The effect of regulation on banks and the products they offer has been a core treasury concern for some time. And it has become accepted that, like taxes, regulation generally only moves in one direction: Up. The US Financial Choice Act is that rare beast, an attempt to roll back regulation which, according to the Act’s proponents, has damaged banks’ ability to perform key functions.
The Act was introduced by Texas Congressman Jeb Hensarling who chairs the House Financial Services Committee. His main aim is to release small banks and credit unions from the provisions of the 2010 Dodd-Frank legislation as he explained on NPR, “Free checking at banks has been cut in half.

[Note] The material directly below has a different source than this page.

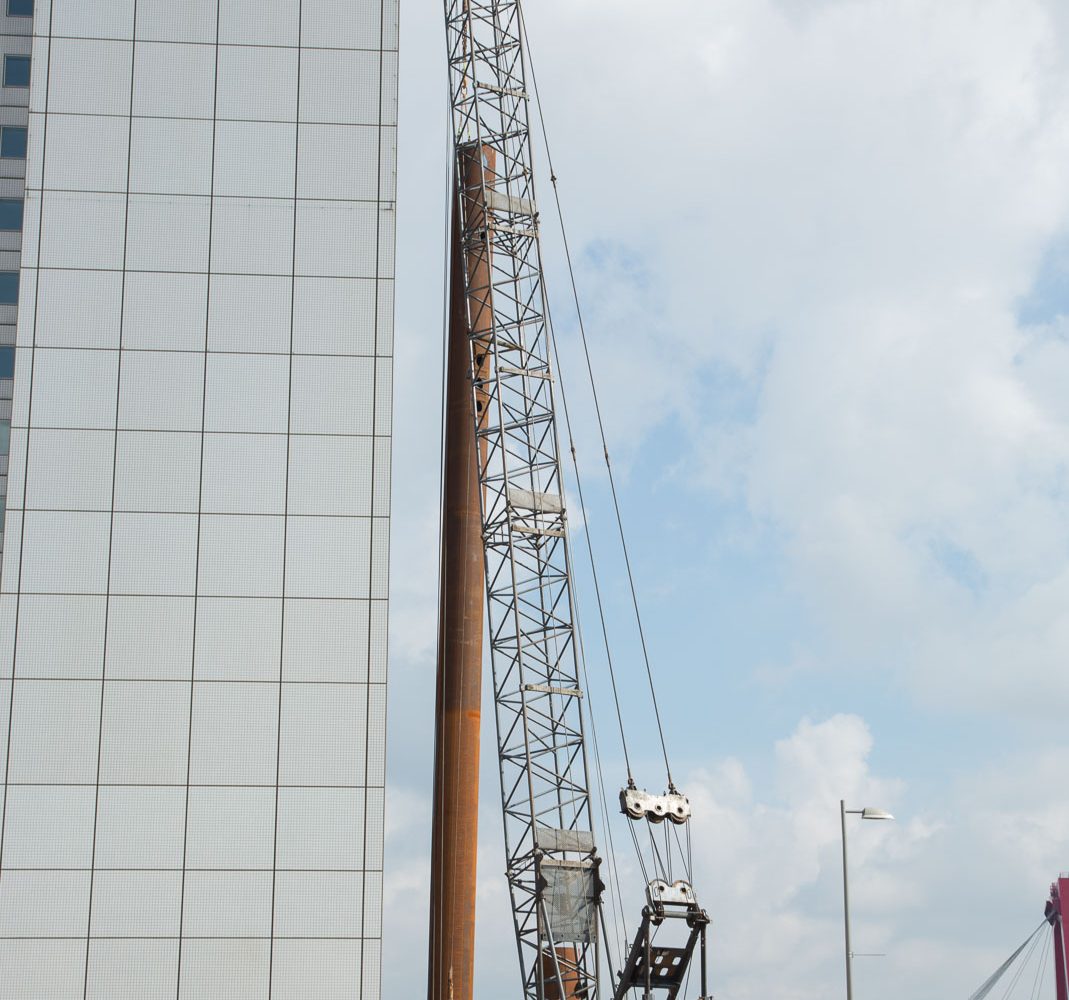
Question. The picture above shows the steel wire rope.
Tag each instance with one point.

Banking fees have gone up. Working people are finding it more difficult to get mortgages.” And later, “Our plan replaces Dodd-Frank’s growth-strangling regulations on small banks and credit unions with reforms that expand access to capital so small businesses on Main Street can grow and create jobs.”
The US Financial Choice Act provides what is being called an ‘off-ramp’ from Dodd-Frank’s regulatory regime and is designed to free banks from certain regulations provided that they raise their leverage ratios. So, it:
• Exempts banks from constraints such as stress tests, so long as the bank maintains a minimum leverage ratio of at least 10%.
• Subjects banks to stress tests every other year instead of every year and requires that the different conditions under which stress tests are performed be made open to the public and given their appropriate comment period.
• Increases the possible penalties for wrongdoing in financial markets.
• Repeals the Volcker rule.
• Repeals the government’s orderly liquidation authority (power to wind up financial firms), and create new rules for such firms to go through bankruptcy instead.
• Removes regulators’ authority to designate large non-bank financial firms as “systemically important financial institutions” subject to stricter rules.
• Modifies capital rules to give banks more flexibility in how they manage “operational risks”.
• Abolishes the Office of Financial Research, an agency created by Dodd-Frank to monitor the financial system.
The Act also proposes changes to a number of rules concerning shareholder rights, communications with the SEC about public offerings and to the way in which the SEC is managed. In consumer finance, it proposes a cap on debt card transaction fees and strips the Consumer Financial Protection Bureau of its powers to write rules and supervise firms.
It is clear that for smaller, consumer-driven institutions, freedom from the key constraints of Dodd-Frank is significant. But what does the US Financial Choice Act mean for corporate treasurers? Well, in theory, if the large banks raise additional capital – and the amount depends on the final leverage ratio agreed – then they would be free of a number of significant Dodd-Frank constraints and may be able to offer a wider range of products and services at potential reduced pricing. The other deregulatory measures – such as the repeal of the Volcker Rule – would work to the same end.
However, first, the Act has to clear the Senate and there seems to be reasonably unanimous agreement that nothing like the Act in its present form will do that. Second, in common with legislators around the world, it seems as though the instinct in the US to fight yesterday’s battles is stronger than the desire to face the issues of today. In reality, technological advances are likely to transform the corporate treasury landscape far more quickly and profoundly than this Act.
But like all issues concerning regulation, this is one to watch in the next 12 months and to ask your bank, once the US Financial Choice Act is passed, what it will mean for its corporate customers.